富弼仿佛和耶律洪基拉家常似的,半句不提西夏,也不提两军交战。似乎耶律洪基不是带大军南下压境,而是带着使臣团来大宋做客。
耶律洪基看着富弼虽然年老,但仍旧精光炯炯的双眸,心头很是堵着慌。
辽朝此番出兵,仍旧没有真正准备南下,因此没有准备用以长期战争的后勤粮草。
耶律洪基号召十万雄军,其实只从上京带来了几千人,又让南京镇守从燕云征召了万余人,号称十万雄军。
辽朝的军制与西夏差不多,若要打一场大规模战争,都要拿着皇帝的诏令通知各个部族,让他们的首领清点人马,协同出战。
辽朝朝廷出具装骑兵在内的精锐正面攻坚,步兵和轻骑都由其他部族派出。
耶律洪基此番出征,别说没有通知草原上臣服于辽朝的部落,连自家的具装骑兵精锐都没带来。
具装骑兵耗费巨大,庞大的辽国,具装骑兵也只养得起不到万人。每次派具装骑兵出征,辽朝的后勤储备都在燃烧。
没有强大的国力,根本用不起具装骑兵。
辽朝因有宋朝岁币,一直都能常备具装骑兵。这支具装骑兵,也是宋军惧怕辽军的根源。
若只是普通轻骑兵,宋军步卒若悍不畏死,也敢与其一战,只是辽军兵卒跑了,宋军兵卒追不上而已。
可辽朝若出动具装骑兵,打宋军如摧枯拉朽,非要宋军堆上成百上千悍不畏死的兵卒,才能阻一阻具装骑兵的攻势。
但是人怎么会不畏死?又凭什么为你赵宋王朝不畏死?
只要具装骑兵切割了宋军军阵,宋军有再多人都要溃败。宋军负责斩杀逃兵的督战将领自己都要逃跑。
所以辽军派出了具装骑兵,才是真的想打仗。
当年耶律宗真被富弼劝离边疆,都带上了几百具装骑兵充门面,免得宋军发现他们其实不想打,但富弼还是识破了。

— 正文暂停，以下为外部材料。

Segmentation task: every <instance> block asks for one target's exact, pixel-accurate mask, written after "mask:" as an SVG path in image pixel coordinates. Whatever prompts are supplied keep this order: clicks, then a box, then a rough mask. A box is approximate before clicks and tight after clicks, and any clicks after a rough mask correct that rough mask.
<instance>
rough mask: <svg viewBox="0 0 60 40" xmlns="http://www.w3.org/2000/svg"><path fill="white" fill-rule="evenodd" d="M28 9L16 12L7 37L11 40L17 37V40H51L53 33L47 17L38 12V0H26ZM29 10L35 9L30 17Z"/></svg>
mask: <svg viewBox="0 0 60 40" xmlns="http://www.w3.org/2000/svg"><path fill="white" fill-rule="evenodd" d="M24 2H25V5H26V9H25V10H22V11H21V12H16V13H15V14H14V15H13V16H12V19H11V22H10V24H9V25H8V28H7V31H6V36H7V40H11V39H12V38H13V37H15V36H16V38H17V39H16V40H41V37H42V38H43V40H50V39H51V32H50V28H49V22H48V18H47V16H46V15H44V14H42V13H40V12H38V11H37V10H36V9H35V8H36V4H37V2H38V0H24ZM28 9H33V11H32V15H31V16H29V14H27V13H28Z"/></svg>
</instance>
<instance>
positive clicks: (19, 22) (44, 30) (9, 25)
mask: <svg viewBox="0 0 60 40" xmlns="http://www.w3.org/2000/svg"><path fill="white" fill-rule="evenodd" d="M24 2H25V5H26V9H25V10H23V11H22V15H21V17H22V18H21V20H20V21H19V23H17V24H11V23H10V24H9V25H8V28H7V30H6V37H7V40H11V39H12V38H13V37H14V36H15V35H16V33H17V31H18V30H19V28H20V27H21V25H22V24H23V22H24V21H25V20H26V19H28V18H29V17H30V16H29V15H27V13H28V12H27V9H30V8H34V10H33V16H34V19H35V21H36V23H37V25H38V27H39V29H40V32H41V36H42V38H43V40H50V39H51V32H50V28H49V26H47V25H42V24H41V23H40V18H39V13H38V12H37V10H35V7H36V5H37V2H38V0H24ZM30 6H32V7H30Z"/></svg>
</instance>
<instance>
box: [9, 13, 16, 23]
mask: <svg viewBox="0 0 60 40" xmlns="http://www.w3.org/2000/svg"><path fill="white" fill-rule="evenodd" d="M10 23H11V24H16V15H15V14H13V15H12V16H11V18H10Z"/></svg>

耶律洪基此次“御驾亲征”,甚至连自家精锐轻骑兵都只带了一千,用于保护他的安全。
宋朝给的岁币都用在了修佛宫上,耶律洪基实在是烧不起带具装骑兵武装游/行的钱粮。
辽朝君臣都以为,宋朝西北边疆都紧急到宋朝皇帝御驾亲征了,只要辽军南下,宋朝一定会慌慌张张派人和谈。
宋帝说不定连赠币割地的诏书都准备好了,就等着与辽朝讨价还价。
辽朝君臣都算好了。
除了增币的基础要求之外,最好是拿到当年因富弼强硬谈判而没到手的河北关南之地(今河北沧州市),次之是拿到辽宋在河东边疆的黄嵬山(今山西忻州市)。
耶律洪基已经和臣子定好了,如果宋使不同意,他就派骑兵骚扰辽宋边疆。
宋朝大军压在西北,无暇应对辽朝的骑兵。
就宋朝北疆这群小短腿步卒,耶律洪基只需要出动镇守南京的轻骑兵,就足以让宋卒疲于奔命。
他不用杀灭多少宋军主力,只需要让辽宋边疆烽烟四起,宋帝就不敢耗下去。